You remember Kosta Eleftheriou, right? He tweeted about clones of his app FlickType, and has since found a bunch of App Store scams that he has tweeted about. Here are a couple of recent examples, starting with X-Gate VPN:
Another typo in the title, but this time it’s not even a title – it’s PLACEHOLDER TEXT!
How the heck does this app have a 4-star rating? Or passed review twice??
Anyway, let’s continue to see what this “7 day” trial is all about.
On the next screen the trial is now for 3 days instead of 7, and we can “Incredibly increase speed” for a mere $12/week.
You’re telling me people are signing up for $624/year for *this*? And are giving it 4 stars?
And here’s a game for kids:
This @AppStore app pretends to be a silly platformer game for children 4+, but if I set my VPN to Turkey and relaunch it becomes an online casino that doesn’t even use Apple’s IAP.
Both of these apps were available for hours after Eleftheriou tweeted about them, but have now been removed from the store. On one hand, you could argue that this indicates the need for a centralized and policed app marketplace: since Eleftheriou finds scummy apps like these in Apple’s controlled marketplace, it is possible that many more would be available if not for the controls in place. Apple is also able to disable apps like these when they are found.
But the fact that these apps are found in “a place you can trust” also indicates that Apple’s review process is not as stringent as it needs to be. It is possible that there would be more nefarious apps available for iOS if the App Store were not the sole distribution platform, but Apple’s App Store could still be the best marketplace if there were competitors. It could be safer and more controlled than it already is. It is also true that Apple could disable worrisome apps’ certificates, which are unconnected to the App Store’s monopoly on native app distribution for iOS.
One more thing that I think is critical is that it is, right now, impossible to flag an app as a rule-breaker or a scam. Say you download an app and it is, in some way, worth reported to Apple. Let’s start in the App Store, where there is no button to report an app, not even in the app listing’s share menu. If you go to Apple’s Report a Problem website, you will see all of your purchases and downloads from your Apple ID, and you will be be asked a question, “What can we help you with?” for a dropdown menu containing these options:
Request a refund
Report a quality issue
Find my content
Report suspicious activity
If you pick the last one, you’ll be sent to a screen where you will be told to contact Apple Support if you think your Apple ID has been compromised; it has nothing to do with the items you purchased or downloaded.
The second item on the list, which is my next best guess for a relevant answer, is limited to Apple subscriptions and in-app purchases. It is the answer you choose when, say, a movie you rented has playback problems, or an app subscription is not working properly. It is one option you could use if an app is abusing in-app purchases and you have fallen for the scam but, if you are alert enough to avoid subscribing, this choice won’t help. It is the same story for requesting a refund, and “find my content” is irrelevant.

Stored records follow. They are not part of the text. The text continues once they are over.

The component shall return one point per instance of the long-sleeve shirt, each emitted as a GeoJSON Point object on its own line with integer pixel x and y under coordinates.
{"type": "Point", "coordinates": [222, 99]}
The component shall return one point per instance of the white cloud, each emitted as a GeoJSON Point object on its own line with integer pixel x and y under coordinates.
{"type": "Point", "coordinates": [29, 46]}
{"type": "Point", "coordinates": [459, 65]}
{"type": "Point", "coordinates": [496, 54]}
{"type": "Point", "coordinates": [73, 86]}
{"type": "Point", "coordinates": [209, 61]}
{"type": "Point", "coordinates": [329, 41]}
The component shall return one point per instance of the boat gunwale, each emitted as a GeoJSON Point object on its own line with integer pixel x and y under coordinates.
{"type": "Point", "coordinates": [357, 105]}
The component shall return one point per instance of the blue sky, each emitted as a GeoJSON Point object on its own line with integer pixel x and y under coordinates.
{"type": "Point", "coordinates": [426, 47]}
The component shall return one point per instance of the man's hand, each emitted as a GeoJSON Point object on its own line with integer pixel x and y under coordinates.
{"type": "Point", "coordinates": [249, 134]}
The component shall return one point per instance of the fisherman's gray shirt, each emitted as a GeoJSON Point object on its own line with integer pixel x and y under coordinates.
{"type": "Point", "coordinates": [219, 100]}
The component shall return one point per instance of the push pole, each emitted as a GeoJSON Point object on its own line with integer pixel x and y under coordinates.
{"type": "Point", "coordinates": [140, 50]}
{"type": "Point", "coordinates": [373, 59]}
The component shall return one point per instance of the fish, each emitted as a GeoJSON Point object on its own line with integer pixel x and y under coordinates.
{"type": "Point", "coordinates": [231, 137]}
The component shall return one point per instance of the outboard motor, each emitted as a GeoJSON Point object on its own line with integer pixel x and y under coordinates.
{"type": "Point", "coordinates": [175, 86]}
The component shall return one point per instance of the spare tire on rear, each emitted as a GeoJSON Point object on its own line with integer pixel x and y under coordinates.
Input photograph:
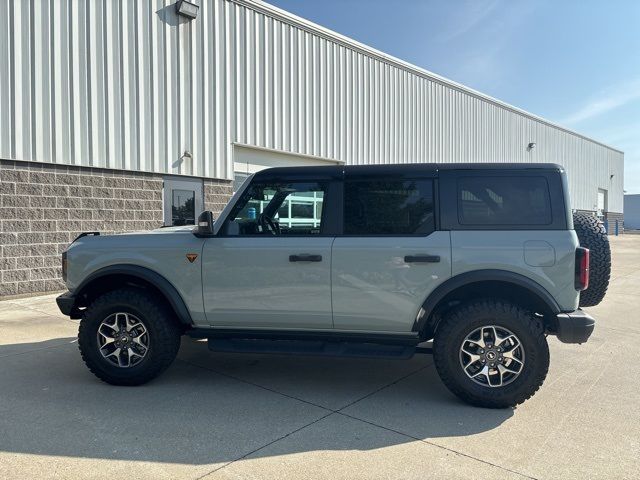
{"type": "Point", "coordinates": [592, 235]}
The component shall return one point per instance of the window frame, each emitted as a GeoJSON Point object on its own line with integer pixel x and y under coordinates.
{"type": "Point", "coordinates": [449, 208]}
{"type": "Point", "coordinates": [328, 222]}
{"type": "Point", "coordinates": [425, 176]}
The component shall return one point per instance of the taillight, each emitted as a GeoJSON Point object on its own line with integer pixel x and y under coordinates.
{"type": "Point", "coordinates": [582, 268]}
{"type": "Point", "coordinates": [64, 266]}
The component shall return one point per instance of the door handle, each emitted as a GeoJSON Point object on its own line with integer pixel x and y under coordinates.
{"type": "Point", "coordinates": [422, 258]}
{"type": "Point", "coordinates": [305, 257]}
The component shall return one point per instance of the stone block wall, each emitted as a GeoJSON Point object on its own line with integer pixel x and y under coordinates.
{"type": "Point", "coordinates": [43, 207]}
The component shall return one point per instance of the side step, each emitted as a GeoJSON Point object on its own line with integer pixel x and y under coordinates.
{"type": "Point", "coordinates": [311, 347]}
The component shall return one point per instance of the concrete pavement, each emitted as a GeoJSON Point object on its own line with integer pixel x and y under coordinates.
{"type": "Point", "coordinates": [229, 416]}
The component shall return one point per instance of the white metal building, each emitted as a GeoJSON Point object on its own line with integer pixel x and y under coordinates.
{"type": "Point", "coordinates": [104, 87]}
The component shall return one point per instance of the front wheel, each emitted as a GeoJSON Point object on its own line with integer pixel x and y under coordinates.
{"type": "Point", "coordinates": [126, 337]}
{"type": "Point", "coordinates": [491, 354]}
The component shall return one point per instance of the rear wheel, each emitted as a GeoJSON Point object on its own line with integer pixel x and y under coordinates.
{"type": "Point", "coordinates": [491, 353]}
{"type": "Point", "coordinates": [126, 337]}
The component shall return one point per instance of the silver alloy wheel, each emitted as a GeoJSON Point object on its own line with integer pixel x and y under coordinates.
{"type": "Point", "coordinates": [492, 356]}
{"type": "Point", "coordinates": [123, 339]}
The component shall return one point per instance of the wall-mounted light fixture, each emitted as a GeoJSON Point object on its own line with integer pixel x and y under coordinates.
{"type": "Point", "coordinates": [187, 9]}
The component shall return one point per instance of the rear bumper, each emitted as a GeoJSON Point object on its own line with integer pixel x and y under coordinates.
{"type": "Point", "coordinates": [67, 305]}
{"type": "Point", "coordinates": [574, 327]}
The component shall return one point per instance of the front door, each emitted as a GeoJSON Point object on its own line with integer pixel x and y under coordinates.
{"type": "Point", "coordinates": [270, 266]}
{"type": "Point", "coordinates": [389, 257]}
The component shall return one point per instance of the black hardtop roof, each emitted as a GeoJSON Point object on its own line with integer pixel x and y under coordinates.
{"type": "Point", "coordinates": [398, 169]}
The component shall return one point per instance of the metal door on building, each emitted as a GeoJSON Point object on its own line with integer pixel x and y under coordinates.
{"type": "Point", "coordinates": [183, 200]}
{"type": "Point", "coordinates": [602, 204]}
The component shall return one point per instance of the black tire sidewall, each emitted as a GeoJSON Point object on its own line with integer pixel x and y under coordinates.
{"type": "Point", "coordinates": [155, 321]}
{"type": "Point", "coordinates": [465, 320]}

So you visit Apple’s contact page where, under the “Product and Services Support” section, you are redirected to Apple’s support page. And, long story short, there is nothing in this support site about App Store scams or reporting a problem with a third-party app. If I am wrong about this, please get in touch and tell me — I will update this post. But it appears that, if a scam makes its way into the App Store, Apple is entirely dependent on users posting on social media or contacting Apple through another channel to be alerted to problems.